Monday, October 26, 2015

Cellphone corollaries - Evolution through formless circumstances in India

On an early morning sky, an elderly adult of 65 was pacing his available place on a cool morning near his ancestral home. He was holidaying among known relatives, taking a break from the Big Apple where his permanent residence is. Looking toward the two steady lights of the sky between clouds of rain and mist, he exclaimed that the two stars had been his companion of the mornings he was on tour. When I mentioned the redness of a planet that looked silvery through the atmosphere, he was all ears. Recognising that they were the planets Venus and Mars or Jupiter, he seemed dwarfed in time and space to acknowledge the need for a telescopic confirmation. In about the early 1980s, when he migrated, it was not an easy decision to meet with an alien culture, where his daughter now teaches math for a living, and his son is on the brink of a doctoral publication in neuroscience. Saged through experiences, he had the discernment to appreciate that it was a tad late to buy his first smartphone, as he expanded his source of information and was more knowledgeable on matters since his first purchase.
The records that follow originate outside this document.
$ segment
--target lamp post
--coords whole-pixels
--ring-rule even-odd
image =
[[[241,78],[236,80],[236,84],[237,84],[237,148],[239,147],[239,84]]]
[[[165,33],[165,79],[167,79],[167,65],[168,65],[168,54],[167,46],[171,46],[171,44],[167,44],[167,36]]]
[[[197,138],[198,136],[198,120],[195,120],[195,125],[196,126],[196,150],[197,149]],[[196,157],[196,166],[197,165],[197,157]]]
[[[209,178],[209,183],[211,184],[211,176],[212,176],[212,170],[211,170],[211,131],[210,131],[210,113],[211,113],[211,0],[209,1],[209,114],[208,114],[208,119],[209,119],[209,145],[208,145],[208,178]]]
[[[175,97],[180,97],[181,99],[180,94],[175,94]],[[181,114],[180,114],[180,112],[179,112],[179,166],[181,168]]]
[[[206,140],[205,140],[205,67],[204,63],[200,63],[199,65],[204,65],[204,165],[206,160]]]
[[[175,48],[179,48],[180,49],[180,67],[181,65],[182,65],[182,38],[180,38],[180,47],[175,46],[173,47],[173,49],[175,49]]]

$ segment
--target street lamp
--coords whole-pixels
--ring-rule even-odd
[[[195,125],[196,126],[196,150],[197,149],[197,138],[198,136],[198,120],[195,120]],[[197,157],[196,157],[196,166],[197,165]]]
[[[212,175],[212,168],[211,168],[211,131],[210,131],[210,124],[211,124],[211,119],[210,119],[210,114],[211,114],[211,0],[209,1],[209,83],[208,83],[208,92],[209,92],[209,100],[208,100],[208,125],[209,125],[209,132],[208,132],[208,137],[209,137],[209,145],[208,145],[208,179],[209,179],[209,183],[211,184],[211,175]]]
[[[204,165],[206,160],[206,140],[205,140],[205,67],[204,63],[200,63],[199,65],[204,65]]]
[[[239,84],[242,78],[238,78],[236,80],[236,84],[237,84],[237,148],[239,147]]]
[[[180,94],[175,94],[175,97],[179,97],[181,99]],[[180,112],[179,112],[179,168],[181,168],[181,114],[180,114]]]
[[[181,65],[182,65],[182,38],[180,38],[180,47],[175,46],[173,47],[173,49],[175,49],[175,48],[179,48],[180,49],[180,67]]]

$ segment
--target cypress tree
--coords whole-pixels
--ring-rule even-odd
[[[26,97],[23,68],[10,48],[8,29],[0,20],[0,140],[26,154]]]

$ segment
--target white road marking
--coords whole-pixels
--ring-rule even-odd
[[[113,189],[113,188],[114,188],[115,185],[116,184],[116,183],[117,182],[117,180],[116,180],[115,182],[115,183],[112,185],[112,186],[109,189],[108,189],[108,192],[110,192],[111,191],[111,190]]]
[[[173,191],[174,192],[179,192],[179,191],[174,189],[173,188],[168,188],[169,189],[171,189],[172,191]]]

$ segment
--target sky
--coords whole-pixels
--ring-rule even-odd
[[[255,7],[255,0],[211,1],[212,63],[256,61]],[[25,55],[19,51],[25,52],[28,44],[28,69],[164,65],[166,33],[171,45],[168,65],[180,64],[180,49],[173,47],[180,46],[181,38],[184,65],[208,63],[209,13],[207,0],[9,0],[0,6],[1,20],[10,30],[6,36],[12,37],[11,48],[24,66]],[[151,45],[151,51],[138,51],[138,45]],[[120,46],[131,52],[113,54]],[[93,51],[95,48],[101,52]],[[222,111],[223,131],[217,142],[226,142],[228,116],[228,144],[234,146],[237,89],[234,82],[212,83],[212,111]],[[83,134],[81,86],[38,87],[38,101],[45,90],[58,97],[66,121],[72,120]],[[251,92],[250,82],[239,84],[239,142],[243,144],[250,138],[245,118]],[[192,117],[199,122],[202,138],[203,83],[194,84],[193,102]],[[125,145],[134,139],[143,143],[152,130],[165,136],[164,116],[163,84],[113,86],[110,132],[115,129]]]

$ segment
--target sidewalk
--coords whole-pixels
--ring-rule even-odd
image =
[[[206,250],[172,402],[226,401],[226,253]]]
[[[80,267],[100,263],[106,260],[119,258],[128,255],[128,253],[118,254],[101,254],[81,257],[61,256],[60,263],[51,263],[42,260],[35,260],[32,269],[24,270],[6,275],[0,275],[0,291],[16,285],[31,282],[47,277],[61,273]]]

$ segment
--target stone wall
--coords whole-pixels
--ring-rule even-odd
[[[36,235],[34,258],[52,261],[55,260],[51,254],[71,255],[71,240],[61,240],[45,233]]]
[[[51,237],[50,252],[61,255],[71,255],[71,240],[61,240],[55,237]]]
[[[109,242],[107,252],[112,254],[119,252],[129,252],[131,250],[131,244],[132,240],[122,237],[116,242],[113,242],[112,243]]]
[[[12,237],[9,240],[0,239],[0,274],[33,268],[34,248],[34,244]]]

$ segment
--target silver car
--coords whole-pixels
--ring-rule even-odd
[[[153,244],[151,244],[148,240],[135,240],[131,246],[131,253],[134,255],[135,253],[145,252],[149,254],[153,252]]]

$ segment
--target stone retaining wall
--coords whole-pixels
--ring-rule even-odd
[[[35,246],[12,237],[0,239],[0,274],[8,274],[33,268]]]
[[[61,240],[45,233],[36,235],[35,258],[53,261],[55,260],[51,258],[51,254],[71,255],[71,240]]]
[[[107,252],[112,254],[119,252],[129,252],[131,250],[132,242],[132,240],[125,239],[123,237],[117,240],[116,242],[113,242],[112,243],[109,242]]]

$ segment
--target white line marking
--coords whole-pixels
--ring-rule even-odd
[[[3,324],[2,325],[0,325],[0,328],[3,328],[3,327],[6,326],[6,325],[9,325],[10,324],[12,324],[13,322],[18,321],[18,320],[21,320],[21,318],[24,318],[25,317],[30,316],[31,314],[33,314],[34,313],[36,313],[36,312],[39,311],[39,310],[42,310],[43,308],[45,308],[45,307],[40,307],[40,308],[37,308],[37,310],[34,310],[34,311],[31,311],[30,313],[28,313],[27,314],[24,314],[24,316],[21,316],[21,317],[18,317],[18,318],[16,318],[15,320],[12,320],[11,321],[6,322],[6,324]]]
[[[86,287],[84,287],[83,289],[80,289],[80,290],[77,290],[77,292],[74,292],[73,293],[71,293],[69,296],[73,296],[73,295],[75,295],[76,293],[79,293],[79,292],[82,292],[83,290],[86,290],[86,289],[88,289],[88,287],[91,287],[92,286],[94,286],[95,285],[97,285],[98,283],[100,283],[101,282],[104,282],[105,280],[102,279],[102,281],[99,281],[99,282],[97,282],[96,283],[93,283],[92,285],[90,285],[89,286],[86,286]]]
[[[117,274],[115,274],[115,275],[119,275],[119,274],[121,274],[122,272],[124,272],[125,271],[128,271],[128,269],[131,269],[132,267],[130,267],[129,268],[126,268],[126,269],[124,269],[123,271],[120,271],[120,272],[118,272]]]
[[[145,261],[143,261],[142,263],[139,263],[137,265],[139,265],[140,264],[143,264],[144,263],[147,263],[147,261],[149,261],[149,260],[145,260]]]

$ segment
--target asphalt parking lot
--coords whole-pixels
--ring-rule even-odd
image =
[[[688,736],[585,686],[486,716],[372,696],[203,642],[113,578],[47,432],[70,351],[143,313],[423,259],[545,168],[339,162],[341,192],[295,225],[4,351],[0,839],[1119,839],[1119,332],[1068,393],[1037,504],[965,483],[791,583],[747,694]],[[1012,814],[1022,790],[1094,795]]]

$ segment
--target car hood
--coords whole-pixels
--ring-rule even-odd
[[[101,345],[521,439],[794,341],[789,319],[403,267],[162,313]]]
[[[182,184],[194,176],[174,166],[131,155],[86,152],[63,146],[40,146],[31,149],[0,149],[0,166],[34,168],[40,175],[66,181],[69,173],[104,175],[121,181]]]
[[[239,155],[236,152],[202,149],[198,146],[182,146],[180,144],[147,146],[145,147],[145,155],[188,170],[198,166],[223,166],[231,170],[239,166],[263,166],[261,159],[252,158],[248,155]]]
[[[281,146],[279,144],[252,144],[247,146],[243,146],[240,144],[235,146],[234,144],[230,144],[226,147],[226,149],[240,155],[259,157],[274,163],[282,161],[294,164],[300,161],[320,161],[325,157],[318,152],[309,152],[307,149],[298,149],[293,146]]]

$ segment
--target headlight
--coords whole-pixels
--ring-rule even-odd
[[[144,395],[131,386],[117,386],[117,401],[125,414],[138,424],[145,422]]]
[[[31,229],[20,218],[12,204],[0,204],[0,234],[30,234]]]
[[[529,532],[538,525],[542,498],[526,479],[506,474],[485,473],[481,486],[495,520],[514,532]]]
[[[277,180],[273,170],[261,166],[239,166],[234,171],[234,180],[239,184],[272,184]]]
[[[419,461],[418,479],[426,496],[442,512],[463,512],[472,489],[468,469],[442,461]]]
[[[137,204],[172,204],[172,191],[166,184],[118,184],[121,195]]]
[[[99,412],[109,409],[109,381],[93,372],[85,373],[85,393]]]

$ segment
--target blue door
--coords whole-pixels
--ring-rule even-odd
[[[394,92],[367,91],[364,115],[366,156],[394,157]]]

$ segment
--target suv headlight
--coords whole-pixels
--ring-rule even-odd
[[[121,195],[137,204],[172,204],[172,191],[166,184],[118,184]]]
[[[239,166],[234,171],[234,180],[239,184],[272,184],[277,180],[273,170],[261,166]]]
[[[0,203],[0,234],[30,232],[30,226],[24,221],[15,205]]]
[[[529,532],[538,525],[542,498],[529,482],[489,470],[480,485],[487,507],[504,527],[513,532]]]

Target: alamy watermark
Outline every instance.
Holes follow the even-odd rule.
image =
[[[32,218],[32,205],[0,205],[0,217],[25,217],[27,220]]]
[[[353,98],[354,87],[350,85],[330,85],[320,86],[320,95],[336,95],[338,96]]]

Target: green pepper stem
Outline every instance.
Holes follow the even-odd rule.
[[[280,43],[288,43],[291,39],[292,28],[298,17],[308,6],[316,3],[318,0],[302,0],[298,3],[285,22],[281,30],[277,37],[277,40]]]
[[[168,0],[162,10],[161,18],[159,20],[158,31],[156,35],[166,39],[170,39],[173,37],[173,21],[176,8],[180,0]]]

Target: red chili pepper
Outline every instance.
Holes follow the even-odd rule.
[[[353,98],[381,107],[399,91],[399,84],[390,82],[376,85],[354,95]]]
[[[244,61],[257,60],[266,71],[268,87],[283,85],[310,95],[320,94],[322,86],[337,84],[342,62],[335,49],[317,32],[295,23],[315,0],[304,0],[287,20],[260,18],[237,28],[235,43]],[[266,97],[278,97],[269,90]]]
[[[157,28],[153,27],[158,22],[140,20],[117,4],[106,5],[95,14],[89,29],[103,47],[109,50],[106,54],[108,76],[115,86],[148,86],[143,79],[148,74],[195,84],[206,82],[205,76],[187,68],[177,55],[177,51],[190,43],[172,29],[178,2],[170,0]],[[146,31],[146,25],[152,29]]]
It was in 1989 or so, that I had read in a French publication – (le nouvel observatuer or the L’Express Internationale – I do not remember which) of a caption that featured India’s crossroads in time. It was a colour picture of a bovine on an Indian road. “une vache sacrée a la rue” tried to capture India’s contradictions at a time, when the liberalisation of the automobile sector was on the anvil. Today, two and a half decades later, the smartphone indeed has ruled and the automobile has displaced the bullock cart in most places. Why go far? The home care-taker of the resort I was at in Allepey, whose business is younger than the liberalisation of the Indian economy, says that none row their boats with effort now along the Manimala or the Pamba rivers, leave alone the Vembanad lake. All prefer the Japanese motor-powered boat. His attendant adds quickly, none know hunger here anymore.

This week, the Newsweek’s issue carries the burden of the Indian zeitgeist in similar language as the French press. “The French” our attendant proffered, “prefer blander food preparations, even if it is meat; than the British and the American tourists”. The experience of being on the ground was shining forth in just a decade and a half of such flourishing house-boat and holiday home business in Kerala. The holiday-home owner was more forthright in his assessment though. He wondered why the fuss when even the lower castes with whom local politicians were playing coy; would return to sanity after their tempting differentiation in identity. He was certain that they would be side-lined by the higher castes in communal politics. At the crossroads at which India is today, caste is still a potent killer within India, than cow slaughter is. Social psychology still knows no better wisdom of in-group and out-group phenomena, in that the French observed of India in 1989, as clearly and as early as did the Newsweek did of India’s social contradictions in 2015.

Evolutionary biology, history and even philosophy are enriched in interdisciplinary contributions than are religion and politics of everyday living in the age of the hand-held mobile smartphone. Learning at a societal scale is not only mediated through technology and access to information, it is also restricted by inept social learning; like, falling on naked eyes to ‘know’ the planet from the star; when more contemporary lens are available. Bias and overlearning part, activity – and almost any variety - is considered a strategy for life. So popularity is weighed against social media rankings, and political achievements through material manifestations – even at the cost of the earth and the air on its surface. Activity inhibition is considered as sloth, and not as a possibility for inner reflection and contemplative meaningfulness. So hours are lost as minutes are kept; and the fear of not doing anything has the whirr of the modern boat scare away fish and tear away livelihoods impacted by nature’s plunderers. Seldom has the radical nature of groups been so incendiary in grabbing our attention. 


In populous India, the smartphone presents both opportunity and challenge. Rabble-rousers speeden the reach of their dogma faster than the citizens’ capacity to develop their innate intelligence and express themselves in independent critique based on emerging truths that science methodically uncovers for us. Else, may the farce be with you, and the mercy of a timeless zone rescue us from ourselves. Until then, am hoping to embrace the effervescence of formless circumstances!